Based on the results of a retrospective, single-centre cohort study conducted at The RANE Center, St Dominic’s Memorial Hospital (Jackson, Mississippi, USA), the importance of intravascular ultrasound (IVUS) for identifying the location and severity of stenotic lesions in the iliac vein has been affirmed. Findings of a blinded comparison between IVUS and venography showed that the former is superior as a method of determining treatment zones for iliac vein stenting.
Commenting on the research, which was recently published in the Journal of Vascular Surgery: Venous and Lymphatic Disorders, lead author Myriam Montminy (Jackson, Mississippi, USA) said: “Adequate assessment of the location and degree of stenosis, and delineation of venous anatomy for optimal landing zones, are key elements in the success of interventions to treat chronic obstructions of the deep venous system.”
“While venography is more accessible and less expensive to perform than IVUS,” as Montminy explains, “an increasing number of studies demonstrate that IVUS is significantly more sensitive than venography in identifying stenotic lesions in the iliac-caval segments”. Following on from these investigations, the study conducted by Montminy and colleagues at St Dominic’s Memorial Hospital aimed to compare these modalities “in identifying the key parameters required to guide stent placement”.
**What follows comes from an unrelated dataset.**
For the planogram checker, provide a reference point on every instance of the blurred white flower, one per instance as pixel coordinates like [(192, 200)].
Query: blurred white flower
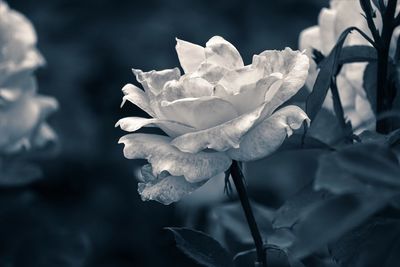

Led by senior investigator Seshadri Raju, cases were analysed from the period between October 2013 and November 2015, with 155 limbs (152 patients) counted as having undergone an endovascular intervention for chronic iliofemoral vein stenosis. Furthermore, both venography and IVUS were conducted in all of the cases utilised as part of the study.
Venography and IVUS data from these cases were reviewed by vascular surgeons and radiologists, who were blinded to each other to identify the location and severity of maximal stenosis, location of iliac-caval confluence, and optimal distal landing zone, before comparison. In addition to this, maximal stenosis was defined as the most severe stenosis found among the common iliac vein, external iliac vein, common femoral vein, and infrarenal vena cava.
Key demographics of the series were also included in the research: patients analysed had a mean age of 59 years, 30% involved male patients, and 61% of limbs treated were the left leg. Also, 72% of the patients included in the study were post-thrombotic.
Results of the study demonstrated a failure of venography to identify lesion existence in 19% of limbs, while the median maximal area stenosis was significantly higher with IVUS than with venography (69% vs 52%; P<.0001). It was also found that venographic correlation with IVUS for the anatomic location of maximal stenosis was present in only 32% of the limbs. In terms of iliac-caval confluence, location on venography only correlated with IVUS in 15% of patients and, in 74%, was located higher with IVUS than with venography. Finally, correlation between venography and IVUS on location of the distal landing zone was only 26%.
Commenting on these findings, which suggest that IVUS is the better diagnostic and procedural tool in iliac-caval stenting, Montminy stated: “This study highlights that venography compared to IVUS is likely to be deficient in all three areas of concern in venous stenting cases – location of the maximal stenosis as well as the optimal proximal and distal landing zones.”
On the other hand, it was confirmed by Montminy that venography remains a valuable adjunct in iliac vein stenting, as it provides a panoramic view of the pathologic process. “Additionally, IVUS may miss or provide only a partial image of certain lesions situated at the hypogastric-iliac and iliac-caval confluences due to the absence of a centring mechanism,” she argued.
Although there is no evidence yet to confirm whether the superiority of IVUS in identifying key parameters essential for iliac vein stenting would improve clinical outcomes, the cohort study conducted by Montminy et al was able to “further define the complementary roles venography and IVUS play in this growing area of vascular intervention”.